A 23-year veteran DeLand police officer investigated in thefts from a Goodwill store retired from the police department Thursday, police and investigative reports show.
Brice Miller, 58, chose to retire before police Chief Bill Ridgway could make a decision on the investigation’s findings, said Sgt. Chris Estes, DeLand police spokesman.
“The recommendation was for him to be terminated,” Estes said. “But Officcer Miller made an appointment with the chief and it was his choice to resign.”
Miller went into the state’s drop program three years ago meaning he had to leave his job in five years.
According to Internal Affairs reports, video surveillance showed Miller on at least two occasions driving in his patrol car while on shift to the Goodwill store and pulling behind the building at 1560 N. Woodland Blvd. after business hours.
Miller can be seen examining the items left outside the business by donors, loading it into his police car and driving off, an IA investigator said.
When told he was being investigated, Miller said he took the items to help a needy family.
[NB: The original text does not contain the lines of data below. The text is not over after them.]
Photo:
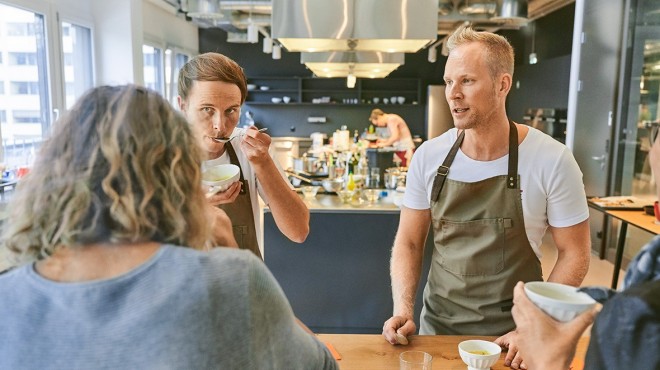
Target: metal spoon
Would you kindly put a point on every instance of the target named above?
(228, 139)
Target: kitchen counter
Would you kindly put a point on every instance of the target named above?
(338, 280)
(373, 352)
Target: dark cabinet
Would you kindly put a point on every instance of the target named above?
(311, 90)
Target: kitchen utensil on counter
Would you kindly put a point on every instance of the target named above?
(333, 185)
(227, 139)
(479, 354)
(219, 178)
(310, 191)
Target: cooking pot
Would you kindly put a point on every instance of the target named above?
(310, 165)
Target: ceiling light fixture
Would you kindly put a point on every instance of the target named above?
(375, 25)
(350, 79)
(532, 55)
(268, 45)
(277, 51)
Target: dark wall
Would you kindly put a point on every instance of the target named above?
(542, 85)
He said it all started when he took a blanket once to help a homeless person.
Although Miller said he had permission from a store employee, numerous interviews by the investigator with the employees showed they never gave Miller permission to take the items.
The items consisted of clothing, dishes and glasses, the report shows.
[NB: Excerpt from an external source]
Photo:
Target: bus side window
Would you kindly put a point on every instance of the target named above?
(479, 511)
Investigators identified the woman Miller had been giving the things to, a friend the officer had known for 12 years.
“What was learned from this was that the recipient of the property is a friend of his for many years and the actions seem personally motivated,” the investigator wrote in his report.
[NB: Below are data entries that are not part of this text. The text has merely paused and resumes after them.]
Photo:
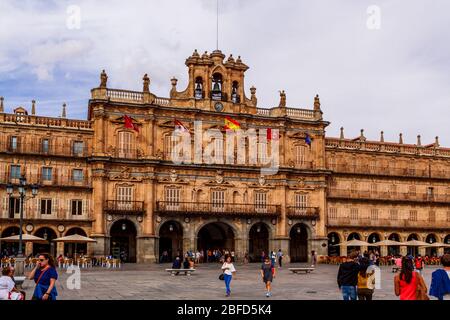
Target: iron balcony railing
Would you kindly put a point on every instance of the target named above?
(383, 195)
(302, 212)
(210, 208)
(124, 207)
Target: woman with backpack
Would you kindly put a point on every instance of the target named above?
(409, 285)
(366, 281)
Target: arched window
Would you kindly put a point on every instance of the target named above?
(235, 98)
(216, 93)
(198, 92)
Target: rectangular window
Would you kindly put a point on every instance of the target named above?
(77, 207)
(125, 144)
(432, 216)
(173, 197)
(301, 201)
(15, 172)
(261, 201)
(47, 174)
(46, 206)
(45, 145)
(13, 143)
(332, 213)
(413, 215)
(77, 175)
(218, 199)
(393, 214)
(300, 155)
(354, 214)
(78, 148)
(14, 207)
(374, 214)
Miller told investigators he did not see signs posted by the business prohibiting people from taking items left outside the store.
“I would also submit that whether or not Officer Miller saw or read the signage, his presumed knowledge and years of experience should have given him pause and caused some concern that these actions would fall under scrutiny, particularly while on duty,” the invesigator said.
Police officials learned of the thefts of the donations from the Goodwill store when the loss prevention officer of the business contacted the police chief on May 21.
The loss prevention officer said that video surveillance had identifed a DeLand police officer removing property belonging to Goodwill. The video identified “PD 65″ the car assigned to Miller, reports state.
In a statement released this afternoon, Ridgway said: “It is unfortunate whenever an individual officer’s actions tarnish the image of law enforcement as a whole. When an incident of this type is alleged it affects the public trust and I am embarrassed that this incident involved a DeLand Police Officer. As the Chief of Police I can assure the public that this type of alleged behavior will never be tolerated.”